Having dealt with both international and Indonesian media, Eni was able to tell the difference between the treatments done by the two when it comes to covering the issue of migrant workers.
“Foreign media usually looks at the background while the Indonesian media tend to seek sensation, which I would rather avoid,” Eni said. “I don’t like it and it’s sexist. The angle is always ‘migrant worker speaking at the UN’ . . . and the Indonesian media would ask, ‘What is your hobby? What do you like? Are you married?’ And so on, and so on,” she said.
“Foreign media mostly asked how I became migrant workers, why I chose to become an activist. So I have the freedom to discuss structural issues. For Indonesian media, that’s not interesting, so I have difficulties talking about those issues.”
That’s why the media took less interest on the social issues that underline the two murder victims than on the whether or not they were mutilated (they were not mutilated), Eni said. Also, it seems a criminal case must involve a celebrity status to earn the attention of the Indonesian media. Jessica’s case was huge because it involved two women of higher social class.
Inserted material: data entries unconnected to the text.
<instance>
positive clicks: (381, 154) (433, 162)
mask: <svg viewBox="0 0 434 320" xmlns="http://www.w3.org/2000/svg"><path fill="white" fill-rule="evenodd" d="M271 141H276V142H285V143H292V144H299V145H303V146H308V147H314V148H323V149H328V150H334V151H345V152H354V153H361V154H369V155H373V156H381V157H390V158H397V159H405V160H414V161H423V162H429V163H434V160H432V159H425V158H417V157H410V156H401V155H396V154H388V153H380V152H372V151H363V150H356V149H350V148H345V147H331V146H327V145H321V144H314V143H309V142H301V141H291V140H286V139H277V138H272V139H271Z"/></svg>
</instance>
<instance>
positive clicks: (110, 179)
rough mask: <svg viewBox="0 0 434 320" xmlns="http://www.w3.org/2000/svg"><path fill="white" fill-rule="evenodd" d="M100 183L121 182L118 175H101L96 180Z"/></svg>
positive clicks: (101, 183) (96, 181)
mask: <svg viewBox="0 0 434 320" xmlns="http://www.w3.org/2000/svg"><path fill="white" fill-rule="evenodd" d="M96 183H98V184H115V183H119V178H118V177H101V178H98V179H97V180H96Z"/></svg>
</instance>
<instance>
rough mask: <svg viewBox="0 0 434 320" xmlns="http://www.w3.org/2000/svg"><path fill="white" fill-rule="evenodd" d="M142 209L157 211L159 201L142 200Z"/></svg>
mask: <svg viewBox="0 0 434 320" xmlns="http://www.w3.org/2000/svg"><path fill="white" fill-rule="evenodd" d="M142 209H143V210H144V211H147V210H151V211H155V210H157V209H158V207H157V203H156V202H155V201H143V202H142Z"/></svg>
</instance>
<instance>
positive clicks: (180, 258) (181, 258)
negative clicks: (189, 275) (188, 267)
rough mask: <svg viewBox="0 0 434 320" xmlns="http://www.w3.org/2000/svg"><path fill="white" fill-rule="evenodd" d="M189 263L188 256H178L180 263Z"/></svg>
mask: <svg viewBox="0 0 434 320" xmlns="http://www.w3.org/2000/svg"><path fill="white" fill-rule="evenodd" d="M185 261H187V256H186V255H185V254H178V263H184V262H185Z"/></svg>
“When it comes to the migrant workers’ murder case, the Indonesian media treat it as just another crime story, not even bothering to dig the historical or structural issues underlying it. What caused the women to overstay? Maybe they were lured by foreigner… Indonesian media contacted us just to ask for an update. They never bothered to come to the court hearing. Foreign media are more comprehensive,” she said.
But since she spoke at the UN and with the murder case, at least there has been more attention towards Indonesian migrant workers, she said.
“At least now they interview migrant workers’ organizations. Before, when the media report on (migrant workers) law revision or other issues, they only interview experts, which is not wrong but does not really do justice to the issue. Migrant workers know the issue well and they can analyze the problems,” said Eni.
She then excused herself and asked me to come to the trial the next day, and the verdict hearing on Nov. 8. But by then I would have already gone home.
On Nov. 8, Justice Michael Stuart-Moore rejected Jutting’s plea for manslaughter and found the British banker guilty of the brutal murder of Sumarti Ningsih and Seneng Mujiarsih.
“Let no one be fooled by the defendant’s superficial charm. He has not shown a shred of remorse,” the judge said, as reported by the media.
The judge then said to Jutting: “You get prison for life. That is all. You can go now, thank you.”
The verdict was welcomed by the Indonesian community in Hong Kong, which hopes that it would lead to the improvement of the plight of the migrant workers there.